Un quarto uomo fece capolino. Il più vecchio fra tutti, basso, fatticcio, calvo, naso schiacciato sopra due labbra inesistenti. Si mise fra due uomini, appoggiando le mani sulle loro spalle, come fossero due tronchi d’albero. «Elrod Vun Reik.» Gli occhi neri e perfidi del tipo basso e calvo si posarono per un attimo sul suo membro, prima di tornare al suo viso. «Ti ho cercato per giorni, sai? E devo dire che per un momento ho temuto che te ne fossi andato. O peggio… Che qualcuno ti avesse spaccato quella tua testolina bacata. Un uomo morto non può restituire i debiti, no?»
Scoppiò in una risata, come se avesse appena pronunciato una battuta di spirito. Di rimando, anche i suoi scagnozzi risero.
«Ho… Ho avuto i miei impegni, sai…»
Gli uomini smisero di ridere e in quel preciso momento la ragazza sbadigliò, senza però aprire gli occhi.
Elrod la guardò per un attimo con un sorriso da ebete per poi tornare a focalizzarsi sui quattro uomini. La fronte gli sudava e i muscoli erano contratti dall’ansia. Si era completamente dimenticato di quella faccenda. Doveva un sacco di soldi a quel prepotente di Screode e, dopo tutti quei giorni a ubriacarsi, gli unici spiccioli che possedeva in quel momento erano qualche moneta nei pantaloni.
«Ho avuto da fare, ma troverò i soldi…»
Screode non gli fece finire la frase che urlò con voce indignata: «Sai chi sono io, pezzente? Non ti trovi con l’osso del collo spezzato solo perché conoscevo il tuo vecchio e lo rispettavo».
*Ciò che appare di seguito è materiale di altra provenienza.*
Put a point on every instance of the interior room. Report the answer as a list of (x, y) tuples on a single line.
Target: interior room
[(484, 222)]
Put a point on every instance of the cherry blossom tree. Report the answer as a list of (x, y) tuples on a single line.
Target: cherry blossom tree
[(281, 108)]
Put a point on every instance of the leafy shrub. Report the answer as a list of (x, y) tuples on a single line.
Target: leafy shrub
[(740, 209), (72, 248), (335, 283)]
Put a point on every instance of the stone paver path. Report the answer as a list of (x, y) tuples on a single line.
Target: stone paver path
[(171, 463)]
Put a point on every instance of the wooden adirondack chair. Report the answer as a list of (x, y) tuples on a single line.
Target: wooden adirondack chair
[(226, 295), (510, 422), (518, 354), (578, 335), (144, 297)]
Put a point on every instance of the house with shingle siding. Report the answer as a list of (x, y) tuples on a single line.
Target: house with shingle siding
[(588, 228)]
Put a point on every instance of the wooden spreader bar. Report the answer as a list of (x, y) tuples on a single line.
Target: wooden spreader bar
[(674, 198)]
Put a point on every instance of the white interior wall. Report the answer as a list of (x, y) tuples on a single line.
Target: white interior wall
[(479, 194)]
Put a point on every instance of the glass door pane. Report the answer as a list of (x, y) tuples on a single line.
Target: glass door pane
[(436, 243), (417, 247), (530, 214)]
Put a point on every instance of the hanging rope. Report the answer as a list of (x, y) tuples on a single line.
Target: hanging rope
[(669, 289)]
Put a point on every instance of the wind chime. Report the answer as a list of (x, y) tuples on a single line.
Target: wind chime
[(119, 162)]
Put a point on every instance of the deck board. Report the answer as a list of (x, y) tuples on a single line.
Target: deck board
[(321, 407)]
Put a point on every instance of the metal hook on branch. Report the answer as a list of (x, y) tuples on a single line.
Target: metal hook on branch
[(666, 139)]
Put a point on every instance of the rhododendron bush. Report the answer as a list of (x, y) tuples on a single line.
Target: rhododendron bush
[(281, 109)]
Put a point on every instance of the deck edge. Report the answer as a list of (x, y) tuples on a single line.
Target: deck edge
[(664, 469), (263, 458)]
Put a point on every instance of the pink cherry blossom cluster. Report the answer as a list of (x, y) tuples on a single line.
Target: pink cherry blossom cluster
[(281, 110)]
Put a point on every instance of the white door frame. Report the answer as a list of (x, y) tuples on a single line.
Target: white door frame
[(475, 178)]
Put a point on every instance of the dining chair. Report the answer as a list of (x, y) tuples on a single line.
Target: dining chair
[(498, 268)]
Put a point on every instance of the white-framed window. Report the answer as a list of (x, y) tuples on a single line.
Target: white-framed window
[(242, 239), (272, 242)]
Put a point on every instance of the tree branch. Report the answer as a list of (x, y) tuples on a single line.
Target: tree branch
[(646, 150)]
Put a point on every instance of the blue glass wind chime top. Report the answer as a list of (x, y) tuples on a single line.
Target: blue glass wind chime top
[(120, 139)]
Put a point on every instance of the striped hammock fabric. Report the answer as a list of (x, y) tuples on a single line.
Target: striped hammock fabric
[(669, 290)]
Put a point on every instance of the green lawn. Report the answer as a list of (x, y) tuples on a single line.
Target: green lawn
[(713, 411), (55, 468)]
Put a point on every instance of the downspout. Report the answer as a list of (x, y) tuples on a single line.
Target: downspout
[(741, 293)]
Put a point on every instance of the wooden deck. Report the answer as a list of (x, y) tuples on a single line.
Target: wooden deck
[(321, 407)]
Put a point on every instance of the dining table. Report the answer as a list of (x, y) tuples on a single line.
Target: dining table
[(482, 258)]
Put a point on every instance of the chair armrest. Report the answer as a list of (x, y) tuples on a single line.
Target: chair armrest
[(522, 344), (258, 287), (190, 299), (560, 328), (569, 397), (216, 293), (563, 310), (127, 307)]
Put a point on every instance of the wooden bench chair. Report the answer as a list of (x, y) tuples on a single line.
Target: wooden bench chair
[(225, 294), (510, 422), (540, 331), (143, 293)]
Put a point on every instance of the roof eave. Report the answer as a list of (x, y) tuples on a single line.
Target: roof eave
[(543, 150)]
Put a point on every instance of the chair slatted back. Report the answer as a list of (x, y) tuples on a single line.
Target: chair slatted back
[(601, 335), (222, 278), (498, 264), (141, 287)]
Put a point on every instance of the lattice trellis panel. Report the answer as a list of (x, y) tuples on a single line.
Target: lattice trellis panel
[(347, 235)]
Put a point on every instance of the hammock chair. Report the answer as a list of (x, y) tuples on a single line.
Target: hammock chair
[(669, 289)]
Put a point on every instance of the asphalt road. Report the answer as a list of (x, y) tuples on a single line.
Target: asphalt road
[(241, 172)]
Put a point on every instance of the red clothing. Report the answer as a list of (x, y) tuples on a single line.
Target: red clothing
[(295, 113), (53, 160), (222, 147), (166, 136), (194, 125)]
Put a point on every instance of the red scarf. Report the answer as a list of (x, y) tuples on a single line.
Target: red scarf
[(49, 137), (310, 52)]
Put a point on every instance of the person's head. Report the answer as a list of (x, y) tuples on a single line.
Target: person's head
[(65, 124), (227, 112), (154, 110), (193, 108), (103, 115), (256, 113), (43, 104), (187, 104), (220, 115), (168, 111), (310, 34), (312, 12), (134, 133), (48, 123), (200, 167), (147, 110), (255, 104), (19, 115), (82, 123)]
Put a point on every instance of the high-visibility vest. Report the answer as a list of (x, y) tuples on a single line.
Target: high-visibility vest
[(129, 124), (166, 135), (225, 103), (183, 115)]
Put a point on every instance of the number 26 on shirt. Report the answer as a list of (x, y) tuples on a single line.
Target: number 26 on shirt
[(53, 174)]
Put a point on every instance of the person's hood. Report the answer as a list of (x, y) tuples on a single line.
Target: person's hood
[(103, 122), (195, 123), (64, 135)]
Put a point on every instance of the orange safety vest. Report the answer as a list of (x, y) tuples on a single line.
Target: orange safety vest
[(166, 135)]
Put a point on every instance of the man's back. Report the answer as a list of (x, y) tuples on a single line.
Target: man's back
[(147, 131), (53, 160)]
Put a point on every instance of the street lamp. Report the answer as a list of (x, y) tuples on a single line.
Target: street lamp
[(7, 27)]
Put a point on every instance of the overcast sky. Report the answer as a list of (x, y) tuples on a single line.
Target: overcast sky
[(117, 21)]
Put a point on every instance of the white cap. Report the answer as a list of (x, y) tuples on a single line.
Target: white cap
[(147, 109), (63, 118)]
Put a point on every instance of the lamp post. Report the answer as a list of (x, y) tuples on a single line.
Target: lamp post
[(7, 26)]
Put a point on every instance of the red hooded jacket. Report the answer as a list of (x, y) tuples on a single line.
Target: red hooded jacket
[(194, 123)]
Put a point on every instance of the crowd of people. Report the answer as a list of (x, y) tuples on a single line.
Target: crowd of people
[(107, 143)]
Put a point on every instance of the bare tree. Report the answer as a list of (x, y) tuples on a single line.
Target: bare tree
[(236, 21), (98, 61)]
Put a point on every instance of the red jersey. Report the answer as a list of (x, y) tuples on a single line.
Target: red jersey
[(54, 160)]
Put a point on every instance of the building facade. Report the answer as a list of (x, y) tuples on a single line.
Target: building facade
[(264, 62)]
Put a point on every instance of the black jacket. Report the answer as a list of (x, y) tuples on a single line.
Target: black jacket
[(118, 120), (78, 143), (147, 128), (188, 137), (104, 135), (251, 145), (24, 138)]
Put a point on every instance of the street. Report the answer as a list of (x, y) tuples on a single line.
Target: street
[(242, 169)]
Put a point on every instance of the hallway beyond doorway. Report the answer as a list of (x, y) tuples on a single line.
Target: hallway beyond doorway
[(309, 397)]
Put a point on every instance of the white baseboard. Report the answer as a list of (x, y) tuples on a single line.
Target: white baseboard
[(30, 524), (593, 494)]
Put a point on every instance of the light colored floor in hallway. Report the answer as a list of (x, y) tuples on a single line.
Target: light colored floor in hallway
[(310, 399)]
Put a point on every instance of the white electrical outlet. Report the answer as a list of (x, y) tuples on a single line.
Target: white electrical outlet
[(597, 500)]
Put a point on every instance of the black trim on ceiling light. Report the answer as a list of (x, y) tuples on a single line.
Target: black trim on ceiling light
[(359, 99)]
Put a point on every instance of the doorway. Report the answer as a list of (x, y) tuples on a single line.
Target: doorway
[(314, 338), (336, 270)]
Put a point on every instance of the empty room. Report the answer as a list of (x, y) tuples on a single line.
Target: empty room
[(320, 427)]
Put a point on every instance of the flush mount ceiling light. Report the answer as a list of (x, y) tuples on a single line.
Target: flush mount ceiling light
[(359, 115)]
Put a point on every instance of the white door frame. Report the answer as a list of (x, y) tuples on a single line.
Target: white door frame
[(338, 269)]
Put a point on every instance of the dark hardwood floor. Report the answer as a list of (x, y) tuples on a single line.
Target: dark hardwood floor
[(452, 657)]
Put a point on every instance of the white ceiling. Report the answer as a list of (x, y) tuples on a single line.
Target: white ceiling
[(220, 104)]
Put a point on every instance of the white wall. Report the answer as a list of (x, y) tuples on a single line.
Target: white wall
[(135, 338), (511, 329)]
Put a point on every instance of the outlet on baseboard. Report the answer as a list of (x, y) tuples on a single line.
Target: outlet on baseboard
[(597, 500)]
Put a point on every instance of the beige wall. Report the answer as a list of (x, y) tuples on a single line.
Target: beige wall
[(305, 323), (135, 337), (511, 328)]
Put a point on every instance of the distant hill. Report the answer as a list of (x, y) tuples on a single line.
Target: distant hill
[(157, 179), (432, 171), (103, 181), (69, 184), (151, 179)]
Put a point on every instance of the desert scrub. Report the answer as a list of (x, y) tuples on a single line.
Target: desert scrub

Elrod balbettò un paio di scuse.
La faccenda stava prendendo una brutta piega. Doveva tergiversare, imbonire Screode e i suoi uomini, che avevano tutta l’aria di volergli dare una lezione.
«Ho avuto problemi famigliari e sono stato… Sono stato via.»
Fare la figura del miserabile, del bisognoso, funzionava molto spesso. Sapeva però di non essere molto credibile, si trovava in un bordello e in più Screode non era conosciuto per essere un criminale dal cuore buono. Anzi, tutt’altro.
E infatti gli rispose per le rime: «Non avevi problemi famigliari quando giocavi a carte con i miei soldi». Le vene che gli pulsavano sulla fronte lo facevano assomigliare a un toro infuriato. «Sono stato troppo buono con te. O mi dai i soldi adesso o ti spezzo le ossa a una a una.»